И самое трагичное состоит в том, что общество даже не помышляет задуматься об этой своей вине. Понятие, разумеется, не юридической, а исторической, нравственной, национальной вины начисто в нашем обществе отсутствует.
Л.А. Мол, все виноваты, кроме нас.
С.К. Да, все виноваты — да, может быть, грузины, но скорее всего евреи…
Л.А. И Америка.
С.К. И Америка. В поисках виноватых наше общество колеблется в этом треугольнике, примерно.
Я.Б. Нет, есть люди, которые говорят, что во всем виновата власть.
С.К. Я думаю, что власть олицетворяет те общественные вины, которые на нас лежат. На самом деле власть имеет отчетливый план, циничный, подлый и близорукий. Она строит не стабильность страны, а собственную стабильность, и строит ее совершенно четко советским способом — конечно, сильно и, к сожалению, разумно, искусно модифицированным. ГУЛАГ невозможно восстановить, но он и не нужен. Достаточно того, что мы все выросли из шинели, только в отличие от русской литературы не из гоголевской, а из сталинской шинели…
Л.А. Или Дзержинского.
С.К. Или Дзержинского. Не нужен нам Главлит, государственный орган цензуры тоже не восстановишь, но и не надо, потому что есть внутренний цензор. Но тут я с вами коренным образом не согласен. На наших с вами глазах при некотором всплеске активного протеста, быстро утихшем, выкручивая руки, превратили все каналы телевидения в один государственный канал.

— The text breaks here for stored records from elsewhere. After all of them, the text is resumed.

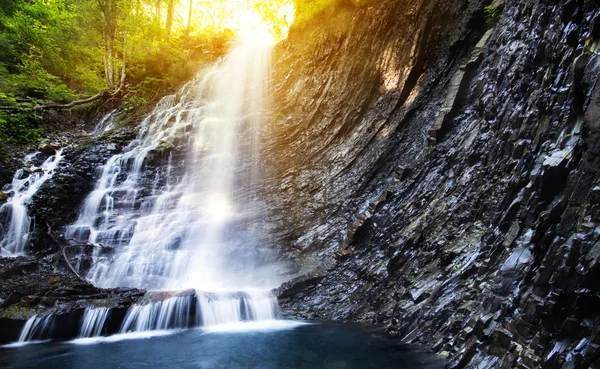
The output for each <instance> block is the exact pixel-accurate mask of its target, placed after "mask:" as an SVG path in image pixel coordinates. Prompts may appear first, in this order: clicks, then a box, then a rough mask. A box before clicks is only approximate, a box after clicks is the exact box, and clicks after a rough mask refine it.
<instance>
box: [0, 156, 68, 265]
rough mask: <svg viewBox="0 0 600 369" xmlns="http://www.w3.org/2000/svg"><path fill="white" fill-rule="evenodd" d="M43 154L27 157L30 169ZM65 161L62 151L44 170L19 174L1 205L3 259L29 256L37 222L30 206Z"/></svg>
mask: <svg viewBox="0 0 600 369" xmlns="http://www.w3.org/2000/svg"><path fill="white" fill-rule="evenodd" d="M39 154H40V153H34V154H30V155H27V156H26V157H25V159H24V163H25V165H28V166H30V165H31V162H32V161H33V159H34V158H35V157H36V156H37V155H39ZM62 158H63V156H62V150H58V151H57V152H56V154H55V155H53V156H51V157H49V158H48V159H46V161H45V162H44V163H43V164H42V166H41V167H39V168H38V167H35V166H30V167H28V168H24V169H19V170H18V171H17V172H16V174H15V176H14V177H13V181H12V184H11V185H10V189H9V190H8V191H7V192H8V193H9V195H10V197H9V198H8V199H7V201H6V203H4V204H3V205H2V206H0V255H1V256H19V255H23V254H24V253H25V248H26V246H27V241H28V240H29V235H30V231H31V228H32V223H33V219H32V218H31V216H30V215H29V212H28V210H27V206H28V204H29V203H30V201H31V199H32V198H33V196H34V195H35V194H36V193H37V191H38V190H39V189H40V188H41V187H42V185H43V184H44V183H45V182H46V181H47V180H49V179H50V178H52V176H53V175H54V172H55V170H56V168H57V167H58V165H59V164H60V161H61V160H62Z"/></svg>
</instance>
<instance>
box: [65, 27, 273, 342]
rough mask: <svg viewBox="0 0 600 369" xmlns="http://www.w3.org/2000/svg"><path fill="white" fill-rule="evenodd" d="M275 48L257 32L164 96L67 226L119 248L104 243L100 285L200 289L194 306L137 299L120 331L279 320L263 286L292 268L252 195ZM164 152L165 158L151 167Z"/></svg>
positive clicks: (183, 302) (96, 274)
mask: <svg viewBox="0 0 600 369" xmlns="http://www.w3.org/2000/svg"><path fill="white" fill-rule="evenodd" d="M270 49H271V43H270V42H267V41H263V40H261V39H259V38H250V39H246V40H244V41H243V42H240V43H239V44H238V46H237V47H235V48H234V49H233V50H232V51H231V52H230V54H229V55H228V56H227V57H226V58H224V60H223V61H222V62H221V63H219V64H218V65H216V66H215V67H213V68H212V69H210V70H209V71H208V72H206V73H203V74H201V75H200V76H199V77H198V78H196V79H195V80H194V81H192V82H190V83H188V84H187V85H186V86H184V87H183V88H182V90H180V91H179V93H178V94H177V95H175V96H168V97H166V98H164V99H163V100H162V101H161V102H160V103H159V104H158V105H157V106H156V108H155V109H154V111H153V112H152V113H151V114H150V115H149V116H148V118H147V119H145V121H144V122H143V123H142V127H141V131H140V133H139V135H138V138H137V139H136V140H134V141H133V142H132V143H131V144H130V145H129V146H128V147H127V148H126V149H125V150H124V152H123V153H122V154H119V155H116V156H114V157H112V158H111V159H109V160H108V162H107V163H106V164H105V165H104V166H103V167H102V168H100V169H99V172H98V174H99V180H98V182H97V184H96V187H95V190H94V191H93V192H92V193H91V194H90V195H89V196H88V198H87V199H86V201H85V203H84V206H83V208H82V210H81V213H80V215H79V218H78V220H77V221H76V223H75V224H73V225H72V226H70V227H69V228H68V230H67V233H66V238H75V239H79V240H81V241H90V242H92V243H99V244H103V245H107V246H111V247H113V248H114V250H115V252H114V253H110V254H107V253H105V252H104V251H103V250H102V249H98V250H96V251H95V254H94V263H93V266H92V268H91V269H90V270H89V272H88V274H87V277H88V278H89V279H90V280H91V281H93V282H94V283H95V284H96V285H98V286H101V287H139V288H146V289H149V290H151V291H152V290H154V291H157V290H183V289H187V288H193V289H195V291H197V292H195V295H196V297H195V298H196V301H193V302H192V301H191V300H189V296H179V297H173V298H170V299H168V300H162V301H156V302H152V303H149V304H141V305H136V306H133V307H132V308H131V309H130V311H129V312H128V315H127V317H126V318H125V321H124V322H123V325H122V327H121V332H128V331H132V330H133V331H144V330H156V329H167V328H182V327H187V326H190V325H194V324H204V325H214V324H219V323H231V322H236V321H244V320H267V319H273V318H274V317H275V313H276V310H277V308H276V305H277V303H276V299H274V298H273V297H272V296H270V294H269V293H268V292H265V291H269V290H270V289H271V288H273V287H275V286H277V285H278V284H279V283H281V282H282V281H283V280H281V279H278V278H277V276H278V275H281V272H282V270H281V269H282V268H283V267H282V265H281V264H280V263H277V262H274V260H275V258H274V253H273V252H272V251H271V250H270V249H268V248H266V247H263V246H261V244H260V242H259V240H258V237H257V235H256V232H254V231H253V230H252V228H251V226H250V225H251V224H252V220H256V219H259V218H260V217H262V216H263V215H264V214H263V213H262V211H261V207H260V206H259V205H258V200H257V198H256V194H255V193H254V191H255V188H256V185H257V181H258V180H259V175H258V164H259V160H258V159H259V155H258V153H259V129H260V117H261V113H262V111H263V109H264V108H265V106H264V105H265V99H264V90H265V87H266V82H267V79H268V71H269V59H270ZM107 119H110V117H109V118H107ZM175 147H177V148H180V147H187V149H188V155H187V156H181V155H178V154H177V152H178V150H173V148H175ZM167 153H168V154H167ZM161 155H164V156H165V159H166V158H168V159H167V160H166V162H167V165H164V166H162V167H161V166H153V165H152V163H151V162H153V161H154V160H155V159H156V157H157V156H158V157H160V156H161ZM202 291H205V292H202ZM207 291H208V292H207ZM241 291H246V292H241ZM248 291H250V292H248ZM194 314H195V315H196V318H193V317H192V316H193V315H194ZM90 317H91V316H90ZM94 324H96V323H94V322H88V323H87V325H92V326H93V325H94ZM98 324H99V323H98Z"/></svg>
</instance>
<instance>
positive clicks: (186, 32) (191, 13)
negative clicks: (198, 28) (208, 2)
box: [185, 0, 194, 37]
mask: <svg viewBox="0 0 600 369" xmlns="http://www.w3.org/2000/svg"><path fill="white" fill-rule="evenodd" d="M193 3H194V0H190V9H189V11H188V25H187V28H186V30H185V37H190V29H191V28H192V14H193V10H192V5H193Z"/></svg>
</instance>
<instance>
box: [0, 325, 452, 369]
mask: <svg viewBox="0 0 600 369" xmlns="http://www.w3.org/2000/svg"><path fill="white" fill-rule="evenodd" d="M144 337H145V338H144ZM0 367H2V368H6V369H24V368H36V369H59V368H60V369H70V368H72V369H86V368H90V369H91V368H94V369H129V368H148V369H168V368H173V369H192V368H193V369H242V368H243V369H246V368H252V369H342V368H343V369H371V368H372V369H388V368H389V369H396V368H398V369H417V368H425V369H437V368H440V369H441V368H443V367H444V363H443V362H442V361H440V360H438V359H437V358H436V357H434V356H433V355H431V354H429V353H425V352H422V351H418V350H417V349H415V348H411V347H406V346H404V347H403V346H398V345H394V343H393V342H391V341H390V340H387V339H385V338H382V337H378V336H373V335H370V334H367V333H365V332H362V331H360V330H357V329H355V328H354V327H347V326H338V325H322V324H298V323H284V322H271V323H265V322H263V323H247V324H238V325H234V326H224V327H223V329H211V330H210V331H207V330H201V329H194V330H187V331H180V332H172V333H171V334H168V332H162V333H161V334H148V335H147V336H144V335H140V334H137V335H133V336H132V335H122V336H113V337H108V338H104V339H84V340H78V341H74V342H66V343H51V342H47V343H39V344H32V345H27V346H23V347H13V348H6V347H5V348H0Z"/></svg>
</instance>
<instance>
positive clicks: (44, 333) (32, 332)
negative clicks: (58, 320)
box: [18, 315, 54, 343]
mask: <svg viewBox="0 0 600 369" xmlns="http://www.w3.org/2000/svg"><path fill="white" fill-rule="evenodd" d="M53 320H54V316H53V315H41V316H40V315H35V316H33V317H31V318H29V319H28V320H27V322H25V326H24V327H23V330H22V331H21V335H20V336H19V341H18V342H19V343H23V342H29V341H36V340H43V339H46V338H48V337H49V336H50V333H51V330H52V323H53Z"/></svg>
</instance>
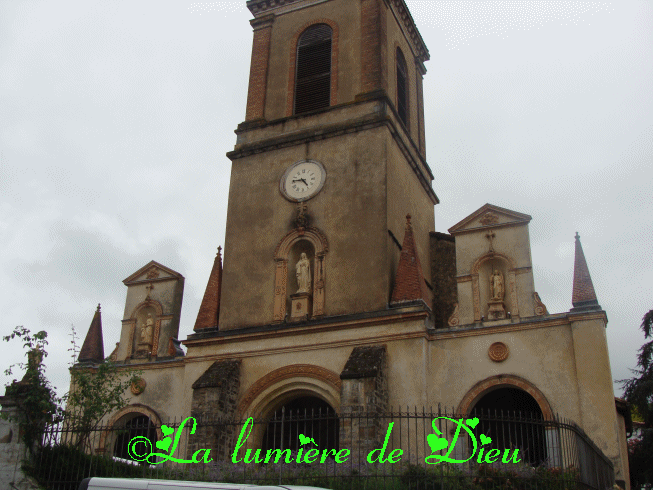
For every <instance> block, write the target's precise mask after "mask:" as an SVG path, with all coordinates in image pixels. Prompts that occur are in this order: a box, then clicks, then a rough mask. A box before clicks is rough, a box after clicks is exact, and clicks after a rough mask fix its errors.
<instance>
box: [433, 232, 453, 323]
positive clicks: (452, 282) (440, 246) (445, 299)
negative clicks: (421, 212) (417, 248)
mask: <svg viewBox="0 0 653 490" xmlns="http://www.w3.org/2000/svg"><path fill="white" fill-rule="evenodd" d="M431 281H432V285H433V321H434V324H435V327H436V328H443V327H447V326H448V324H447V322H448V320H449V317H450V316H451V314H452V313H453V310H454V307H455V303H456V302H457V301H458V291H457V285H456V242H455V239H454V237H453V236H451V235H448V234H446V233H438V232H435V231H432V232H431Z"/></svg>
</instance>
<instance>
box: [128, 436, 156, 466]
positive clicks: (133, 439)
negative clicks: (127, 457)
mask: <svg viewBox="0 0 653 490" xmlns="http://www.w3.org/2000/svg"><path fill="white" fill-rule="evenodd" d="M138 444H145V452H143V453H141V452H140V451H139V449H140V448H137V446H138ZM127 454H128V455H129V457H130V458H131V459H133V460H134V461H145V460H146V459H147V458H148V457H149V456H150V454H152V442H151V441H150V440H149V439H148V438H147V437H144V436H136V437H134V438H132V440H131V441H129V444H128V445H127Z"/></svg>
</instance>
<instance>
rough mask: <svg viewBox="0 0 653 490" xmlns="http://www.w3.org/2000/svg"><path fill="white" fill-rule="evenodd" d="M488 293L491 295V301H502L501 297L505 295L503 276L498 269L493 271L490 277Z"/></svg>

Я.Б. Раньше тоже был один государственный канал…
С.К. Да, ну и что же?
Я.Б. Ничего, это не мешало. Понимаете, это крайне не продуктивно, с моей точки зрения, возлагать всю ответственность за состояние общества на власть, на ее конспирологические проекты.
С.К. Я этого и не делаю, я говорю, что власть реализует, материализует наши грехи. Да, мы виноваты в том, что наивный энтузиазм конца 1980-х — начала 1990-х годов угас. Где те полмиллиона людей, которые подарили государственность Прибалтике?
Л.А. В чем мы виноваты, сформулируй.
С.К. Я думаю мы виноваты тем, что нас мало. Это серьезная вина, между прочим.
Я.Б. Мы виноваты прежде всего тем, что мы не можем друг с другом договориться. Когда Архангельский собирает на канале «Культуре» круглый стол, собирает пять — шесть человек, то каждый дудит свое, абсолютно не слыша, что говорит другой.
Л.А. Мы не умеем сотрудничать?
Я.Б. Вы умели договариваться с очень разными людьми, делали общее дело, хотя были очень разные. Сегодня это невозможно.
С.К. Я бы сказал так, мы могли иначе, даже если бы мы хотели вступить в острые дискуссии. Споры бывали по углам, но наружу не вылезали. Если бы даже мы хотели публиковать наши разногласия, было совершенно понятно, что это бессмысленно, это пустое, это третьестепенное, если не сказать пятистепенное, а главное, это зэковская солидарность — нас сплотили преследования. Сегодня этого нет.
Л.А. А без этого мы, по-видимому, не умеем действовать сообща.
Я.Б. Сейчас есть другое. Есть возможность вырваться вперед, выше, во власть, получить какие-то блага тем или иным способом.
С.К. Вот это о нас. Когда я употребляю это слово «мы», я имею в виду мы, шестидесятники. А сейчас вы говорите о более общем и размытом сообществе.
Л.А. Потому что, если шестидесятник соглашается изменить убеждения за блага, то он уже не шестидесятник.
С.К. Потому что наши новые политические лидеры это вовсе не шестидесятники. Вот в том-то и дело. Когда вы говорите, что не умеют договориться Явлинский с Немцовым, то я с полным уважением отношусь к Григорию Алексеевичу и вижу много хорошего в Борисе Ефимовиче, но это не мы.
Л.А. Да, это другие люди. Я входила в Комитет—2008 и чувствовала там себя совершенно инородным телом. Я сидела в углу и молчала, потому что говорить там то, что я могу сказать, бессмысленно, я это понимала.
С.К. Наша вина в том, что нас мало, я еще раз повторяю это. Потому мы не можем оказать на них, на наших, в общем, союзников, на наше порождение, мы не можем оказать на них решающее давление.